Posted by mike | March 3, 2008 2:17 PM
Posted on March 3, 2008 14:17
I believe that the real aim is not the protection of the public from the potential bad activities of the patrons, or the sale of paraphernalia. I believe that the real aim is simple: redevelopment and attracting developers in a down economy means driving away things they don't want as neighbors.
San Diego is a place where kowtowing to developers to get our spouses jobs has been elevated to an art form. The city institutes corrupt redevelopment corporations to make sure public benefits are rolled right back into private hands for often-shoddy public facilities and to avoid paying things like back pension payments. Bonds are floated to launch stadiums, but gods forbid that a real program, year-round, to serve homeless people be fully funded.

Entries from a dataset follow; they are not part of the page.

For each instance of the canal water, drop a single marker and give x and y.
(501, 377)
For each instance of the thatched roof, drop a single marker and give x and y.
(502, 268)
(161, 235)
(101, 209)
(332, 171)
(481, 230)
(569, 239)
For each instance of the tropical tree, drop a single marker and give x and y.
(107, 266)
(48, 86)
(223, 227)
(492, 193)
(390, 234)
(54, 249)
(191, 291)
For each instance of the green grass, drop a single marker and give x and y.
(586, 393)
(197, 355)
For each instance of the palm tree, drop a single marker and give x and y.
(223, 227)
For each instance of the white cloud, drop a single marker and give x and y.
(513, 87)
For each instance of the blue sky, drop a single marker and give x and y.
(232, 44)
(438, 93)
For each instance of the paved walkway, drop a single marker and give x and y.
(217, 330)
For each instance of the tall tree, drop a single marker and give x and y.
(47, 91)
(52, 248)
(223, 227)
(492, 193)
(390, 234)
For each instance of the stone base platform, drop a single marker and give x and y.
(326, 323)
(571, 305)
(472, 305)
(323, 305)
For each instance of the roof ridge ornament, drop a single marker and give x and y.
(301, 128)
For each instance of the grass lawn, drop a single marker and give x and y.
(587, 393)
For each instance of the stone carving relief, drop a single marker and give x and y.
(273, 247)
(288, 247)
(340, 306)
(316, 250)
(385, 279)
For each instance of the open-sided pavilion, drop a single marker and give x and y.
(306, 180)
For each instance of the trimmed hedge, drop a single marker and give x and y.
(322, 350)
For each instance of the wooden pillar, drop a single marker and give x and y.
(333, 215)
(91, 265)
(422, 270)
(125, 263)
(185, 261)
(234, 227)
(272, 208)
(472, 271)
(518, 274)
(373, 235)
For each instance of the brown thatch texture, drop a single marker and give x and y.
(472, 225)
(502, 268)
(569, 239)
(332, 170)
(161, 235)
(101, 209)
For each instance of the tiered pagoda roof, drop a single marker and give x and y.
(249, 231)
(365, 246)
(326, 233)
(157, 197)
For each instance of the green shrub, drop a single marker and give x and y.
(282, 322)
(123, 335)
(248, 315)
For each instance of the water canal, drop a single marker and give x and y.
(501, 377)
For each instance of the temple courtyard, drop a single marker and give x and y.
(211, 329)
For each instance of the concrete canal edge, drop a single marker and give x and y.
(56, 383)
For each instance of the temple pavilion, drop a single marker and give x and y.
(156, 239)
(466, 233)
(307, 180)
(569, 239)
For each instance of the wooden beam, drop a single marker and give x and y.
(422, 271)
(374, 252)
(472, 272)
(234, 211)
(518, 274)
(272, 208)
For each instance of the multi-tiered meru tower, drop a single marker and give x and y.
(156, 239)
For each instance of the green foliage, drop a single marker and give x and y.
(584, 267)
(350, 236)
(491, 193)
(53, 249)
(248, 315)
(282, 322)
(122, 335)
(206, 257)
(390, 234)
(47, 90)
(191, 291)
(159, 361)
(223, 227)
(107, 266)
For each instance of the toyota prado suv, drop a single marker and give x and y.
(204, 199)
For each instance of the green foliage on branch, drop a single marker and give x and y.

Aguirre is just another person treading lightly on developers to secure future work and/or contributions.
Perhaps his not-so-favored developers take some scrutiny, but they all get what they want. The developers say, in not so many words:
"Clean up an area for us, then we promise to build on land you hand over to us, after paying for it to be seized with public funds in eminent domain, for free. In exchange, we will secure your future when you retire or are voted out. And we'll sue you to not pay for affordable housing, even though we will still steal the subsidies for it before we do. Just keep your paid-for mouth shut, or yell at people we say."